Sadece o kişilerin daha iyi olmaları değildir buradaki amaç; kendi
gelişimlerini yaparken aynı zamanda bu gezegen üzerinde bir gelişime
neden oldukları, katı maddesel alanların gelişimlerine fayda
sağladıkları veya yapılandırılması, geliştirilmesi gereken bazı
varlıkların gelişimine katkıda bulundukları ve aynı zamanda
ortak
şuur alanına yayın yapmak
suretiyle tanımadıklara başka varlıkların da onların gelişimlerinden
beslenebilmesi anlamına geldiği için ışık işçilerinden tam performans
istenir. Çünkü kelebek etkisi ile bir ışık işçisi olarak sergilediğiniz
sağlam ve ilkeli duruşun, sadece tanıdığınız değil hiç tanımadığınız
gezegenin taa öbür ucunda yaşamakta olan varlıklara da hayrı
dokunabilir.”
Kelebek Etkisi
”Sizin buradaki gelişiminizin bir yansıması hangi sahillere hangi
dalgaları götürür hiç bilinmez, kelebek etkisi diye anlatılmak istenen
şey de budur. Evrenin küçük bir köşesinde küçücük bir kelebeğin kanat
çırpması, evrenin bambaşka bir köşesinde çok büyük dalgalarla bambaşka
bir olaya neden olabilir. Süre gelen halkaları izlerseniz, o olayın da
nasıl geliştiğini bulma şansınız olabilir. Bu da sebep-sonuç yasasıdır.

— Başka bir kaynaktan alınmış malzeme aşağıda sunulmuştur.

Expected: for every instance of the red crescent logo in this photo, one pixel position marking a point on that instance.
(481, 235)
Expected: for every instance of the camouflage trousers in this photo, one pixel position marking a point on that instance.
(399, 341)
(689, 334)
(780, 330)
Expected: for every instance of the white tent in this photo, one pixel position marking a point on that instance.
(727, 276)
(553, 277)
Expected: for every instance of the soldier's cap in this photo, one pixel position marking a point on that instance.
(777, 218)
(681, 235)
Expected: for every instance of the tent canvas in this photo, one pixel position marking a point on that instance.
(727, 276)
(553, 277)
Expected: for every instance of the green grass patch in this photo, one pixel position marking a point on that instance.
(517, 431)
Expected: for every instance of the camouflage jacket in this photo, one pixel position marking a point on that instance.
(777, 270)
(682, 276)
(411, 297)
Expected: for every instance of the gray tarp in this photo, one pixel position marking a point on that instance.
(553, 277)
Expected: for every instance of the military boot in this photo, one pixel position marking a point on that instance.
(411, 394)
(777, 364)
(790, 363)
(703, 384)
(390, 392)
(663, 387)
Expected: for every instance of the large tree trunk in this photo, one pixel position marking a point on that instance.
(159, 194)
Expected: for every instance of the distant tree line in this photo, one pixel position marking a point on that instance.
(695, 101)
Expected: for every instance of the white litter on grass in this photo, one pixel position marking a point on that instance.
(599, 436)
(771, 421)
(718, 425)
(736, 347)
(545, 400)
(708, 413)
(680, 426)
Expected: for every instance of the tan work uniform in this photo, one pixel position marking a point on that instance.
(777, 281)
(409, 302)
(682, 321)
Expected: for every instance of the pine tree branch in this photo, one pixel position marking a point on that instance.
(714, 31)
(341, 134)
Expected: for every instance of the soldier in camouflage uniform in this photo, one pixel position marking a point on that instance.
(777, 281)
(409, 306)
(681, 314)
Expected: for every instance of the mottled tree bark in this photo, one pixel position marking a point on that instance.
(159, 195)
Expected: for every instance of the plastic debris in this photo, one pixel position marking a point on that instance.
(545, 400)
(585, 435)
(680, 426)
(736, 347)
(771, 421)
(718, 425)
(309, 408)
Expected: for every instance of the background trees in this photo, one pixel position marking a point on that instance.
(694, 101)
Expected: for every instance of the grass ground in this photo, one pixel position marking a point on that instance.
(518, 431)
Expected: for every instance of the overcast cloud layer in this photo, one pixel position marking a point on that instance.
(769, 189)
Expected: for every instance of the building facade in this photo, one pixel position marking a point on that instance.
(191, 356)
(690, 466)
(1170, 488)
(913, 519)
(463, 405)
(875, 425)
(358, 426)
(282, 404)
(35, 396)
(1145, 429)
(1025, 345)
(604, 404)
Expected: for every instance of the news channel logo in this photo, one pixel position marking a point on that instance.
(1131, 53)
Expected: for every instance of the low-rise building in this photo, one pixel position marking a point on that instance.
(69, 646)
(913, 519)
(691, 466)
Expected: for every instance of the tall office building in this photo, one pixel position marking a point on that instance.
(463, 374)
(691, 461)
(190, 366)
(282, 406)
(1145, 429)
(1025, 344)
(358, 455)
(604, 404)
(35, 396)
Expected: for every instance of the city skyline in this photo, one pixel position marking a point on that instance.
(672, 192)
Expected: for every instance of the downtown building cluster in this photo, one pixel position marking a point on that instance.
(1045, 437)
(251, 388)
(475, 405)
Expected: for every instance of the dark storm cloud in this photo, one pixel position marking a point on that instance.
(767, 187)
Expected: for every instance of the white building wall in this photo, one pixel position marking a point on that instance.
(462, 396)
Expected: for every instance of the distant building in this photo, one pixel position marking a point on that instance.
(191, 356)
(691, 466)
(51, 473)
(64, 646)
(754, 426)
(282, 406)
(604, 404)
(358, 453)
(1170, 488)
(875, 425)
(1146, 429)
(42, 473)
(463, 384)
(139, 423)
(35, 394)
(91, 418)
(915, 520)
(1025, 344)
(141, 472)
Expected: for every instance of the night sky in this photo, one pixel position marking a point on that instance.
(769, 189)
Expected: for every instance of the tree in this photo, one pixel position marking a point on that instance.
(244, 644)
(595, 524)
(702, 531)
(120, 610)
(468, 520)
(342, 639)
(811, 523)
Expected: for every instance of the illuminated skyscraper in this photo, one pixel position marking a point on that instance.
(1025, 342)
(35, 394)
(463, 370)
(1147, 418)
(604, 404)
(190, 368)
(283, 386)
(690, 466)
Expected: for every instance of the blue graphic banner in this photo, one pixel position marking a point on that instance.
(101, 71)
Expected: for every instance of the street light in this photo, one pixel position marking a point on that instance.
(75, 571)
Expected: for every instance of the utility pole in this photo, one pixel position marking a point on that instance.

Küçücük bir hareket, küçücük bir ivme birbirine bağlı halkalar nedeniyle
çok bambaşka bir olaya dönüşebilir. O yüzden sizin buradaki gelişiminiz
ve ortak şuur alanına ilkeler ve prensipleri korumak doğrultusunda
yaptığınız yayınlar, hiç tanımadığınız gezegenin bambaşka bir ucundaki
bir varlığa çok faydalı etkilerde bulunabilir ve onun gelişimine katkıda
bulunabilir.”
Böylece de gelişmek ve geliştirmek dediğimiz varoluş yasalarından en
önemlisini yerine getirmiş oluruz yani bizlerin gelişmesindeki maksadın
sadece bireysel olmadığını fark etmek, üst seviyeli bir bakıştır.
Buradaki önemli konu kendini aydınlatmaya aday bireylerin yeterli
düzeyde gelişmeleridir. Onlar ne kadar aydınlık ve açık olurlarsa hem
söylenenleri daha iyi duyarlar, hem de daha iyi anlarlar ve uygularlar,
hem de onlara çok daha rahat ulaşılabilir.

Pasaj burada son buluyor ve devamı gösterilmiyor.